El 21 de junio de 1781, Louis Bretón de los Balbo de Quiers, un francés de 64 años, Teniente General del Ejército y titular del ducado de Crillón, arribó en secreto a la ciudad de Cádiz, desde cuyo puerto estaba previsto que zarpara la flota destinada a liberar Menorca de la ocupación inglesa. Los 73 transportes que la componían levaron anclas al amanecer del 21 de julio, pero un fuerte temporal les obligó a buscar refugio en la rada de Cartagena, retrasándose la ansiada llegada a la isla hasta el 19 de agosto en que desembarcaron las fuerzas en la cala Mezquita sobre las 13 horas. La fuerza expedicionaria estaba compuesta por unos 8.000 hombres, a los que en las siguientes semanas se fueron uniendo refuerzos hasta alcanzar la cifra de 14.000, aunque justo es de reseñar que la mayoría se trataba de conscriptos. El cargo de Gobernador de la isla lo ostentaba desde 1774 el Coronel James Murray, hijo del Conde Elibank. Militar de gran prestigio y
experiencia, ganados ambos en las guerras que mantenía la corona inglesa en el Canadá, al enterarse del desembarco de los españoles optó por concentrar sus tropas en la fortaleza de Marlborough, confiando su suerte a la resistencia de los muros del Castillo de San Felipe y su esperanza a la llegada de socorros. La ausencia de enemigos permitió a Crillón aproximarse hasta el reducto inglés sin apenas incidentes, siendo recibido apoteósicamente en cuantas ciudades cruzaba.
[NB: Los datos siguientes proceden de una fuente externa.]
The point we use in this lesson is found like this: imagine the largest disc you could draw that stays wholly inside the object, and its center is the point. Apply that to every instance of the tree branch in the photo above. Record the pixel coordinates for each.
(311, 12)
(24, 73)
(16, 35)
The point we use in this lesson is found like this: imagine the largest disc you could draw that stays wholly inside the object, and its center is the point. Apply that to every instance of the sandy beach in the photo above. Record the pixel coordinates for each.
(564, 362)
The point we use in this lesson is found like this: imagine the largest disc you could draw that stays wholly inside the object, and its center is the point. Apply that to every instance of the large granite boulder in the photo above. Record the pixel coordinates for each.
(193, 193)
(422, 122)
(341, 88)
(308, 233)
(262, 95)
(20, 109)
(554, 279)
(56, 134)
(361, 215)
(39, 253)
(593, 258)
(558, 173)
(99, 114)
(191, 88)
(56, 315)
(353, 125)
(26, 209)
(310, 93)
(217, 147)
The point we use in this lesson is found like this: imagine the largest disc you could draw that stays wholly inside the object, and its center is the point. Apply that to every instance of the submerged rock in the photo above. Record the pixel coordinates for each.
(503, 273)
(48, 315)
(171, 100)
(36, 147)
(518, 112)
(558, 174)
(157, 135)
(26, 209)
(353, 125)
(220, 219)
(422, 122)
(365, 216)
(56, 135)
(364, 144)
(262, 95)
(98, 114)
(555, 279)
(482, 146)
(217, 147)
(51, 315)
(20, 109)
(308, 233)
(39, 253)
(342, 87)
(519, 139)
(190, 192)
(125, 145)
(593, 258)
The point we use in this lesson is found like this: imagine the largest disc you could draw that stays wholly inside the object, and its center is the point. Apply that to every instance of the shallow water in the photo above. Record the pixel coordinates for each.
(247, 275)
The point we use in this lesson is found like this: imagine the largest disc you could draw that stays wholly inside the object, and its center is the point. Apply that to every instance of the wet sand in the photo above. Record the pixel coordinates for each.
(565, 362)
Aunque la proporción de fuerzas le favorecía, la inexperiencia de los soldados hacía dudar al Estado Mayor del Duque sobre la conveniencia de efectuar un ataque frontal contra la plaza defendida por los 2.500 hombres de Murray, decidiéndose Crillón finalmente por bloquear los puertos y establecer un asedio. Se combatió durante cinco meses, rindiéndose la guarnición inglesa el 5 de enero de 1782 y firmándose las capitulaciones al día siguiente en el Palacio del Gobernador.
El 20 de febrero desembarcaron en Alicante el Teniente Coronel Joaquín de Córdova, Conde de Tendilla, y el Duque de Montellano, Coronel del Ejército con Grandeza de España. Portaban un sobre lacrado dirigido a Su Majestad El Rey conteniendo las actas de la capitulación de San Felipe: Menorca había sido reconquistada. Los templos echaron las campanas al vuelo en señal de júbilo y se celebraron festejos en todos los pueblos y ciudades de nuestra Patria.